The Beginners Guide to Email Marketing

1. Determine your goals -Before you can do anything with email marketing it’s important to distinguish why you’re doing it. Are you trying to increase sales? Build awareness? Nurture leads? Perhaps all three of these? . Figuring out the why before hand will help you tailor a custom strategy that will work towards your specific needs. For example, building a campaign with the objective of increasing sales will most likely involve a lifecycle campaign whereas building awareness and nurturing leads would lend it self more to weekly newsletters or updates about your business.

2. Realize that email marketing is MORE than just newsletters. Perhaps you determined that your goal is simply to keep in touch with already existing customers. That’s fine and well, but even so, email newsletters are just the tip of the iceberg, but it is a great start, so start there and move forward.

3. Start simple. Use an email template and a known newsletter provider. There are a multitude of email service providers and CRMs to choose from when you’re getting started with email marketing and most are very intuitive and simple to use. An added bonus of most of the top email newsletter tools is that have ready to use templates that you can simply plug your information into to get started. As you become more experienced with email marketing, you may get to the point where you’d like to start designing your own customized templates from scratch. This is all well and good but it’s important to realize that building in email HTML is much different from standard HTML because some email clients have limited CSS features. Besides these limiting factors, designing a template from scratch is time consuming so to begin with, just choose one of the many  email templates available and customize the heck out of it.

4. Determine the content your audience wants to hear about. Spend about 20 min – 1 hour spitting out all the ideas you can on what your audience wants to hear about. If you have trouble coming up with a decent number of ideas, don’t be afraid to ask your audience what they’d like to hear about via social media channels. Feedback is going to be key going forward as you pinpoint your email objective. Refine your list, put it on a content calendar, and get ready to send emails about it.

5. Choose a frequency. How often do you plan on contacting your subscribers? Daily, weekly, monthly, or only based on activity? While it’s always good to maintain contact, it can also be detrimental to your business if you contact your audience too often, often times becoming annoying and a bit of an nuisance. So, choose a lower frequency at first, maybe weekly, and then test using the data collected on open rates by your chosen email service provider, and optimize over time .

5. Collect email addresses using a tool from the following list. This could be a form on your site, a link to a landing page, pop-up plugin, survey tool, Facebook etc. Here’s a list of tools that will help you collect email addresses: List of Email Marketing Tools

6. Send and Optimize. This is where the real work begins. Where you’ll discover what works for you and what doesn’t. Thing of this stage as the AB testing phase. Try out different subject lines with the same content to see which gets more opens and responses. Try out different email timings throughout the day. Try sending emails with images or no images, etc. This is the step where your subscribers will tell you want they want in their inbox every week, month, etc. There are numerous other articles out there that will help you optimize your emails.
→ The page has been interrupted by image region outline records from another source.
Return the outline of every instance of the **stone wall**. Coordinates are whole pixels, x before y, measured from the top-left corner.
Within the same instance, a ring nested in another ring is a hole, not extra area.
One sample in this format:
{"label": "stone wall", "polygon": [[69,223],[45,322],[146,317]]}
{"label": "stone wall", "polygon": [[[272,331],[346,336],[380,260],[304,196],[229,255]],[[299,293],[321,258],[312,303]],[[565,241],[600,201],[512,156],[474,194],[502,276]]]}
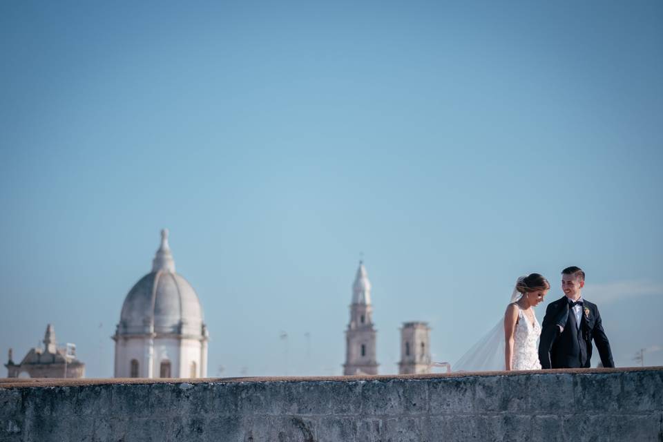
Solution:
{"label": "stone wall", "polygon": [[1,441],[662,441],[663,367],[0,381]]}

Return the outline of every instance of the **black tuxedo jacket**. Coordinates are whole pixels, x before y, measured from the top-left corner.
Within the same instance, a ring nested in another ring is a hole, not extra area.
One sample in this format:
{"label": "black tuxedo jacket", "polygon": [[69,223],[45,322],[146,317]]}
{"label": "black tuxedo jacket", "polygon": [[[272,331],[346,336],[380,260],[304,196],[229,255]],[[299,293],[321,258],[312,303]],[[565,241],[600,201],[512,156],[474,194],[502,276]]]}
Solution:
{"label": "black tuxedo jacket", "polygon": [[[584,298],[582,301],[579,329],[566,296],[548,304],[539,343],[539,360],[542,368],[588,367],[592,357],[592,339],[599,350],[603,366],[615,367],[599,309],[596,304]],[[564,327],[562,332],[558,325]]]}

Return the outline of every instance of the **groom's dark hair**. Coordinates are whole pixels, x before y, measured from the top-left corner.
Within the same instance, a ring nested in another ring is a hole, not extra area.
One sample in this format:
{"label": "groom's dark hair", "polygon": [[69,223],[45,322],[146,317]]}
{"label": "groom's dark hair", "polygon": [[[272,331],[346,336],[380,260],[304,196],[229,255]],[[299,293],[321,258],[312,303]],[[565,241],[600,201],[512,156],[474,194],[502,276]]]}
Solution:
{"label": "groom's dark hair", "polygon": [[561,271],[562,275],[573,275],[573,276],[577,276],[580,278],[581,281],[585,280],[585,272],[582,271],[582,269],[580,267],[577,267],[575,265],[572,265],[570,267],[566,267]]}

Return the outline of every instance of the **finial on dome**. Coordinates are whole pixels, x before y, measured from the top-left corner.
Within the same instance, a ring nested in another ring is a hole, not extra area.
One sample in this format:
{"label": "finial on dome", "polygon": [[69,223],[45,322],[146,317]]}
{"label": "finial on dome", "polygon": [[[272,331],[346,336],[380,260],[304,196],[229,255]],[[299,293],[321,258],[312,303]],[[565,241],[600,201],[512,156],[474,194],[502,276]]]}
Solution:
{"label": "finial on dome", "polygon": [[161,244],[152,260],[152,271],[160,270],[175,273],[175,260],[168,244],[168,229],[161,230]]}
{"label": "finial on dome", "polygon": [[366,305],[371,303],[371,282],[368,280],[363,261],[359,261],[359,268],[352,284],[352,303]]}

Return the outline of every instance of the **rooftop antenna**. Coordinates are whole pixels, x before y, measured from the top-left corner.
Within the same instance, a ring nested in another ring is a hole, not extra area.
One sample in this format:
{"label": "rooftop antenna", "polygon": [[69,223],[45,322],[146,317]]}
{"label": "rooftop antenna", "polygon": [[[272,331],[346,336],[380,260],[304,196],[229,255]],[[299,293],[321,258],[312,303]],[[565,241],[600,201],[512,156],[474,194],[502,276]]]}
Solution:
{"label": "rooftop antenna", "polygon": [[284,359],[285,359],[285,376],[288,376],[288,334],[281,330],[280,333],[279,333],[278,338],[285,344],[283,356]]}

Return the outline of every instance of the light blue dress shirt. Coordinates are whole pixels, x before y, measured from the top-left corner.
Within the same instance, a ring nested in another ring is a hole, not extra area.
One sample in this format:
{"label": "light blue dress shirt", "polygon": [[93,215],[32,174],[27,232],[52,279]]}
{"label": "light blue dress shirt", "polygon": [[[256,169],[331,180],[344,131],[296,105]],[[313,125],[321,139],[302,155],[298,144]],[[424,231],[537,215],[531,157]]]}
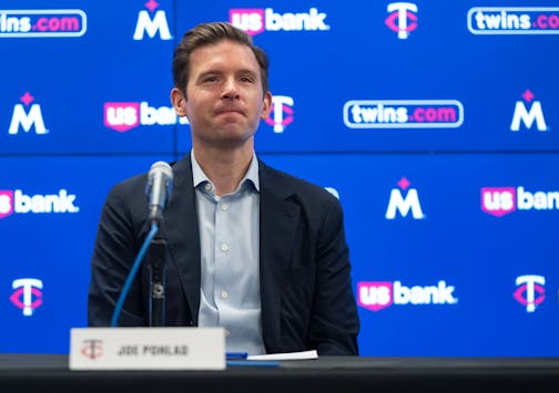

7. Continue to build your list – Not everyone is going to want to give you their email address right off the bat and that’s fine. List building is a huge part of the job in email marketing. There are tons of different ways to build a list and as you gain more experience you’ll figure out which methods work best for you. You’re going to be in the website traffic and email marketing list building stage for a while, so use that time to focus on what is and isn’t working. Blog posting and networking through social channels etc. will build the traffic that will build the list. You don’t need a large list to be super effective at email marketing so don’t get discouraged if you struggle to build a list at first.

8. Go out and do it. Now that we’ve covered the basics of email marketing the best way to get better is to go out there and do it and learn through immersion. Good luck!